Begierde nach ihr wallte in ihm auf. Ja, er hatte schon oft Wollust nach Frauen gespürt. Doch was er für Kassia fühlte, ging weit darüber hinaus. Da spielten andere, tiefere Emotionen mit, die er nicht näher erforschen wollte. Er zog sie eng an sich und dachte: Verdammtes Weib! Während seines Aufenthalts auf Crandall hatte er mit mehreren Bedienerinnen geschlafen, immer in der Hoffnung, eine würde ihm Erleichterung verschaffen und ihn nicht mehr an Kassia denken lassen. Aber jedesmal, wenn seine Leidenschaft sich ausgetobt hatte, hatte er neben der befriedigt schlafenden Bettgefährtin im Dunkeln lange wach gelegen.

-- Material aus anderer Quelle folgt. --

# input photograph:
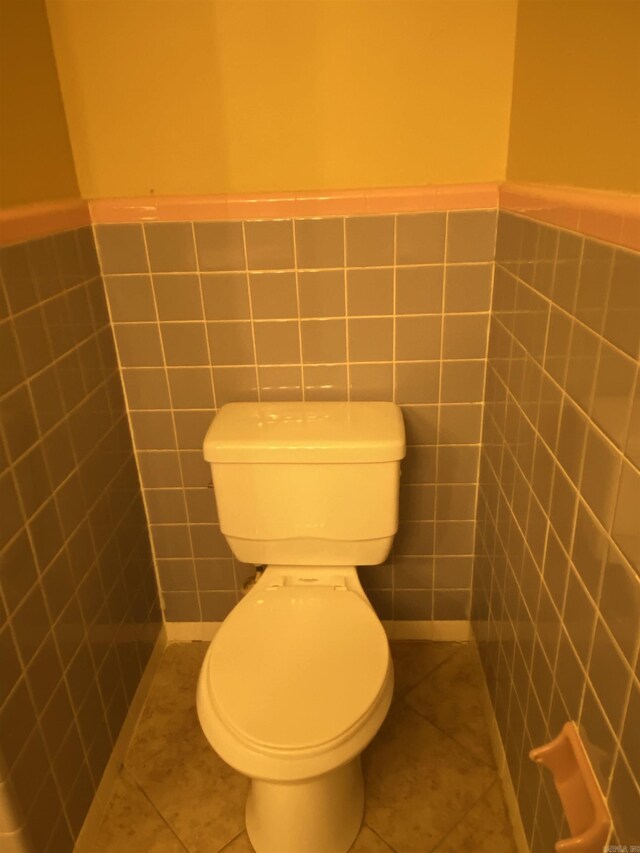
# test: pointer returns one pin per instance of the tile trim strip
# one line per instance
(610, 216)
(28, 221)
(294, 204)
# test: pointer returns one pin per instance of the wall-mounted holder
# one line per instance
(579, 792)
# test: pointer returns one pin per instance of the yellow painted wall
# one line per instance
(575, 118)
(35, 154)
(208, 96)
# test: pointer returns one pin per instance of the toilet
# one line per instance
(298, 679)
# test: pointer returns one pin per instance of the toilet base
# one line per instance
(319, 815)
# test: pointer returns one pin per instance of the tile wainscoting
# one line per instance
(556, 603)
(78, 598)
(337, 308)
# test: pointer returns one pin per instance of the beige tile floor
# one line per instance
(431, 783)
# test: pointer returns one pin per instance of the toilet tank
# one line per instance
(307, 484)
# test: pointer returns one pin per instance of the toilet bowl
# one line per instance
(298, 679)
(296, 683)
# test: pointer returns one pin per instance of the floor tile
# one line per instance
(419, 782)
(412, 661)
(368, 842)
(241, 844)
(484, 829)
(428, 784)
(131, 824)
(170, 708)
(199, 796)
(451, 698)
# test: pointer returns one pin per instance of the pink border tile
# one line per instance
(27, 221)
(281, 205)
(614, 217)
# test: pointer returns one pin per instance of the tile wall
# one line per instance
(356, 308)
(78, 605)
(556, 600)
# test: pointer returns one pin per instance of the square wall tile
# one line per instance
(468, 288)
(325, 382)
(171, 247)
(421, 423)
(184, 344)
(418, 382)
(138, 344)
(319, 243)
(322, 293)
(471, 235)
(621, 326)
(231, 343)
(420, 238)
(225, 296)
(418, 338)
(369, 292)
(190, 387)
(235, 385)
(178, 296)
(465, 336)
(323, 341)
(121, 249)
(371, 339)
(130, 297)
(277, 342)
(273, 296)
(371, 382)
(270, 245)
(146, 388)
(219, 246)
(462, 381)
(280, 383)
(153, 430)
(369, 241)
(419, 290)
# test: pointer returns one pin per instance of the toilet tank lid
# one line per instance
(306, 432)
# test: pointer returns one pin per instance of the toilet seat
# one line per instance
(336, 666)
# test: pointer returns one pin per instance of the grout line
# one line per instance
(346, 306)
(130, 774)
(175, 436)
(346, 316)
(297, 278)
(292, 269)
(251, 319)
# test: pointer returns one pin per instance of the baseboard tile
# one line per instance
(86, 838)
(189, 632)
(443, 631)
(500, 757)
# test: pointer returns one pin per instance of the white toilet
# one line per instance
(298, 679)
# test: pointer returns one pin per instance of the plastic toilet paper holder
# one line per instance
(584, 805)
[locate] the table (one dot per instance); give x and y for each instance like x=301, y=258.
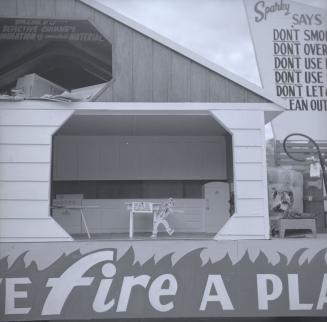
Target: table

Mit seinen kräftigen Fingern betastete er Kassias zarte Schultern und atmete mit geschlossenen Augen ihren süßen Duft ein. Keine andere Frau duftete so wie sie, dachte er und kam sich selber närrisch vor. Er rieb seine Wange an ihren weichen Haaren. Lavendel, dachte er. Sie duftet nach Lavendel. Seine Hände wanderten tiefer und umfaßten ihre Hüften. Da merkte er, daß sie erstarrte. »Ich will dich doch nicht hier nehmen, Mylady«, sagte er. »Jetzt trockne deine Tränen und sorge dafür, daß etwas Gutes auf den Tisch kommt!«
Kassia wischte sich die Tränen ab, sagte leise: »Ja, Mylord« und ging. Danach kümmerte sie sich den ganzen Abend um Graelams Wünsche, unterhielt sich mit ihm, wenn er es wollte, und hörte zu, wenn er mit seinen Männern Witze austauschte. Da er sie in der vorigen Nacht nicht angefaßt hatte, ahnte sie, daß er es in dieser Nacht tun würde. Sie wünschte es selber. Es würde sie alles andere vergessen machen, wenn auch nur vorübergehend. Aber es durfte nicht im Zorn geschehen. Nicht als Bestrafung.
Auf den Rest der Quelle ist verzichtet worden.